Vie et Travail : le Juste Equilibre

Par Freunde von Freunden

A première vue, on pourrait croire qu’Álvaro Catalán de Ocón vit et travaille dans un des endroits les moins cool de Madrid (ce qui justement, fait que c’est un endroit cool). Il n’y a ni restaurants, ni boutiques branchées, et encore moins de galeries. Dans cette partie ouvrière de la ville, aucun risque de voir passer un hipster. Néanmoins, on y a trouvé une authenticité rare, et une richesse qui a depuis bien longtemps disparu des régions centrales espagnoles.

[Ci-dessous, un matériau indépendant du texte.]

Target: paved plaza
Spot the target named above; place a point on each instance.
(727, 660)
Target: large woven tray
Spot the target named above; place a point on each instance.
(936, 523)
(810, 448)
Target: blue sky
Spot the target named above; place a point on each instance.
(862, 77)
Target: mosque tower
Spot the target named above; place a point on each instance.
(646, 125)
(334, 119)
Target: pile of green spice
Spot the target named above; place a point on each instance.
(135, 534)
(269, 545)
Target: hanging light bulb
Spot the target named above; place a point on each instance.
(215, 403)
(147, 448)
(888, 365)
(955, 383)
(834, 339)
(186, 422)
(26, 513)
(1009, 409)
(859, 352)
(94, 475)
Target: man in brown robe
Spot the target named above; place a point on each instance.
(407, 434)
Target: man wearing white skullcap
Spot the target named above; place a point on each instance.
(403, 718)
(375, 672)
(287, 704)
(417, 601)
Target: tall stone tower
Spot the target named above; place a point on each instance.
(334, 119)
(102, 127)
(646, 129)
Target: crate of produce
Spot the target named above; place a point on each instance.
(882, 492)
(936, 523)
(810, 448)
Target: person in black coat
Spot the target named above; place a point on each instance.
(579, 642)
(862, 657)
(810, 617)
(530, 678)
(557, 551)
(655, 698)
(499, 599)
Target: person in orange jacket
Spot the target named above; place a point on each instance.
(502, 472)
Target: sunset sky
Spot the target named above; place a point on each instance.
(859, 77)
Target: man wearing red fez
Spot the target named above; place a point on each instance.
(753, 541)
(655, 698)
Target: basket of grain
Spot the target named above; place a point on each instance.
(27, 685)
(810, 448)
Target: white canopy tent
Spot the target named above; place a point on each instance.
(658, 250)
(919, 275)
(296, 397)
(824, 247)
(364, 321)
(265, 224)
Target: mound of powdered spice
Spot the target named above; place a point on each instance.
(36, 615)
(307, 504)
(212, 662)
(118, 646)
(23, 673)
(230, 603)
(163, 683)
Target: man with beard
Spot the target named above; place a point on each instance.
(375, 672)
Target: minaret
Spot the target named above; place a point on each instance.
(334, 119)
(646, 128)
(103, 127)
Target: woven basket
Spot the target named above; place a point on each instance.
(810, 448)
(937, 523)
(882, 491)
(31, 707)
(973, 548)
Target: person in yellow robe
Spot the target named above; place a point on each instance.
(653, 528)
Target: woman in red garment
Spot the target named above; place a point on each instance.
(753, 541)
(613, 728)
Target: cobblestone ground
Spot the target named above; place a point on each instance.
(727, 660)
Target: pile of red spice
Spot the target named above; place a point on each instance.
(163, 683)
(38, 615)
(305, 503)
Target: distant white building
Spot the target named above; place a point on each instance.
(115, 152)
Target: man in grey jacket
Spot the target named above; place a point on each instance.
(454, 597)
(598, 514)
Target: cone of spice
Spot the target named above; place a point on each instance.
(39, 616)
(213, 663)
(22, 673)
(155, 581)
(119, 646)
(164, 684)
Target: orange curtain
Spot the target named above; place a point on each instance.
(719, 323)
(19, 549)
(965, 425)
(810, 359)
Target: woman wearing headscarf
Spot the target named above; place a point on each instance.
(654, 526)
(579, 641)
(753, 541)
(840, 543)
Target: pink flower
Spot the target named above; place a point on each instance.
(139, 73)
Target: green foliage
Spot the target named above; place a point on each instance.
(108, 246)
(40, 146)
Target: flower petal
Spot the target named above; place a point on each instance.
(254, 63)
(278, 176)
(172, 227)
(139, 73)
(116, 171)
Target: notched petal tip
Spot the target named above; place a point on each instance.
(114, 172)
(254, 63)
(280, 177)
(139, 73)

Álvaro Catalán de Ocón est surtout connu pour sa célèbre PET Lamp, un projet qui marie le luminaire industriel et les techniques textiles régionales. L’effort social et artistique du designer est en perpétuelle évolution, et il travaille aujourd’hui avec les communautés colombiennes, chiliennes, et éthiopiennes. Ce projet a également changé la façon dont le designer a de vivre et de travailler, mais aussi les lieux dans lesquels il vit et travaille. “Au départ, en tant que designer, on est obsédé par l’idée de faire de belles choses, alors qu’en réalité, la beauté devrait être présente dans tout ce que l’on fait. C’est bien plus que ce que l’on ne croit”, dit-il.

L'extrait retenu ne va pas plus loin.